American Medical Biographies/Fleet, John
Fleet, John (1766–1813).
John Fleet was born in Boston, Massachusetts, April 29, 1766, and died there unmarried, Jan. 4, 1813, in his 47th year. His grandfather, Thomas Fleet, who came from England and settled in Boston, was a book-seller, printer and newspaper publisher, his paper, the Evening Post, being the best in New England and his "Fleet's Almanacks" a standard authority for many years. Another claim to notoriety was the fact that he was considered hy many as the original compiler of the "Mother Goose Melodies," but this claim is disputed. He died in Boston in 1758, leaving as his successors in business his two sons, Thomas and John, the latter, who died in 1806, being the father of John Fleet, junior, the subject of this sketch, a graduate of Harvard College in 1785 at the age of 19. After graduation he studied medicine in the Medical Institution of Harvard College and dissected under the guidance of Dr. John Warren (q. v.). No medical degree had been granted by the College before 1788 owing to jealousies and friction between the medical professors and the Massachusetts Medical Society, but in that year John Fleet and George Holmes Hall, students in Dr. Warren's Surgery, applied for degrees, which were granted on July 16 after considerable discussion on the part of the professors. The degree was M. B., called Bachelor in Physic, and Fleet's name coming alphabetically before that of his classmate Hall, was thus the first to receive a medical degree from Harvard. The bestowal of this new degree was referred to by John Quincy Adams in his Diary thus: "There was a new ceremony of giving a Bachelor in Physic. Two young fellows by the names of Fleet and Hall received these diplomas, and even the President (Willard) in giving them seemed to have the awkwardness of novelty about him.

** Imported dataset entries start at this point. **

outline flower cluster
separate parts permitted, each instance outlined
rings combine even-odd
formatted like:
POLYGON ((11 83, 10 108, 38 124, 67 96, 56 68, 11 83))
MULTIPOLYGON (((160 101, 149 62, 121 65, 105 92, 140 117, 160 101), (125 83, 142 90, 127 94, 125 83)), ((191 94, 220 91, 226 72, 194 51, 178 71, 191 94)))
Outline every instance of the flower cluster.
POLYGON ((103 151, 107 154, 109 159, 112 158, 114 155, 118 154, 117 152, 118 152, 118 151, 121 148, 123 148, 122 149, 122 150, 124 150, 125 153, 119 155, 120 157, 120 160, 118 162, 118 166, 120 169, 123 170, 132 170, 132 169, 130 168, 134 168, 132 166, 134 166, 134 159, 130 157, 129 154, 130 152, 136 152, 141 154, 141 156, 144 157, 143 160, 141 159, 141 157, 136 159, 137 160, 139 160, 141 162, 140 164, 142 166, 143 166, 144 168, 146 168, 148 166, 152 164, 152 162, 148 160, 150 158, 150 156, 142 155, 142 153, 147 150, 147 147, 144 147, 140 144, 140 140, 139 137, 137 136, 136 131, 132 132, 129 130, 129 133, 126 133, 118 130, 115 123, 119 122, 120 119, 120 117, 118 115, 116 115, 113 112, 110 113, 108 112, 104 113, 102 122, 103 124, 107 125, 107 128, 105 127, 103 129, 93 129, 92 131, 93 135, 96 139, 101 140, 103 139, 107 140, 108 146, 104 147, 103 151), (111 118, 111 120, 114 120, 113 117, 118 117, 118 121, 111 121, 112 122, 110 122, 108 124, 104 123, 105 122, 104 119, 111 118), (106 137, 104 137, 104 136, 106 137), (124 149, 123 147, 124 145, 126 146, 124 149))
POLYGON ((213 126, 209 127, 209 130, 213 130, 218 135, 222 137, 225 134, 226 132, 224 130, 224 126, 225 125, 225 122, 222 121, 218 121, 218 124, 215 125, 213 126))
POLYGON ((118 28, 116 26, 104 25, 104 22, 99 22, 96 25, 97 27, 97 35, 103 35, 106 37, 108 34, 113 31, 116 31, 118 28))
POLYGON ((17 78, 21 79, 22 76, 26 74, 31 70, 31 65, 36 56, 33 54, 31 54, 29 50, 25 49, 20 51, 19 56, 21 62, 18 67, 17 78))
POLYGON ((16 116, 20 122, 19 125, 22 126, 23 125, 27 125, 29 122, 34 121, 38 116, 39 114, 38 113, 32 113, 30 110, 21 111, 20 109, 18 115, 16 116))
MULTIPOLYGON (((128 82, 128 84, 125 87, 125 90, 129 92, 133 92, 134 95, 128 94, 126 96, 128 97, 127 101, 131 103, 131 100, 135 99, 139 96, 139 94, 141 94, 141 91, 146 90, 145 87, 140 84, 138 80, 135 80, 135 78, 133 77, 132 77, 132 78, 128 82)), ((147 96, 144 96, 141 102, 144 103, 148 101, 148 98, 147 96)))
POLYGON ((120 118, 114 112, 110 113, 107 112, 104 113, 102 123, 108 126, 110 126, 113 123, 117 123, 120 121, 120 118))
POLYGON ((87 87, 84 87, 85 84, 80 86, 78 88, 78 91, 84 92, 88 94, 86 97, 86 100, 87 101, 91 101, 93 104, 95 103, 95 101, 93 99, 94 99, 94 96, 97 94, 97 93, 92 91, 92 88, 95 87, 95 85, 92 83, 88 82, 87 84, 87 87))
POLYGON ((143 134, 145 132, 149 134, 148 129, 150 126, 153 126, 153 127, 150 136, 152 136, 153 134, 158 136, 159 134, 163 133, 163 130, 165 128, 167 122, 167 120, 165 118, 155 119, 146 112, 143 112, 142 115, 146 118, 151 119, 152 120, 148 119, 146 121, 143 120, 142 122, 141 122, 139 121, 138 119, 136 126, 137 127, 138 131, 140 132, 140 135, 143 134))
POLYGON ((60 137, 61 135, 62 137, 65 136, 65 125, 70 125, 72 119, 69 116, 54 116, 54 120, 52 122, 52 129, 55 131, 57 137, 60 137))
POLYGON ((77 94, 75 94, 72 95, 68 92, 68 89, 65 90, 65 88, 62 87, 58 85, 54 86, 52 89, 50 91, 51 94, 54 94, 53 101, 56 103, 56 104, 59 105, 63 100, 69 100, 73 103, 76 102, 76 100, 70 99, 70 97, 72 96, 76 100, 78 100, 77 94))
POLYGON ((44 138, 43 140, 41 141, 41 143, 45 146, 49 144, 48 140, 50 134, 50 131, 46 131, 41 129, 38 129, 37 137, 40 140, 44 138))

Seven years later, in 1795, John Fleet was the first to receive the degree of M. D. from the College, having passed an examination and been approved by the medical professors and also having presented a thesis in Latin, which was printed by his brother Thomas. The title of the thesis was: "Observationes ad Chirurgiae Operationes Pertinentes." A copy of this is in the Boston Medical Library.
Another of his publications that has come down to us is a Discourse delivered before the Massachusetts Humane Society, of which he was a member, June 13, 1797, on "Animation," having reference to drowning. For this he received a vote of thanks of the Society and was asked for a copy for the press. Dr. Fleet was the first assistant appointed in the medical department of Harvard College, being made assistant to Dr. John Warren in 1793.
He was associated with the best medical men in Boston in his practice, and was one of the founders of the Medical Improvement Society in 1803. From this Society grew the first Boston Medical Library, instituted July 1, 1805, of which Dr. Fleet was the first librarian, the books being kept at his house in Milk Street until he was succeeded by Dr. Warren, in 1807.
He was librarian of the Massachusetts Medical Society from 1800 to 1813, the year of his death, and secretary of the Society from 1798 to 1802, at a time when it was in a most decadent condition, as is evidenced by the scanty entries in his handwriting in the records of the Society.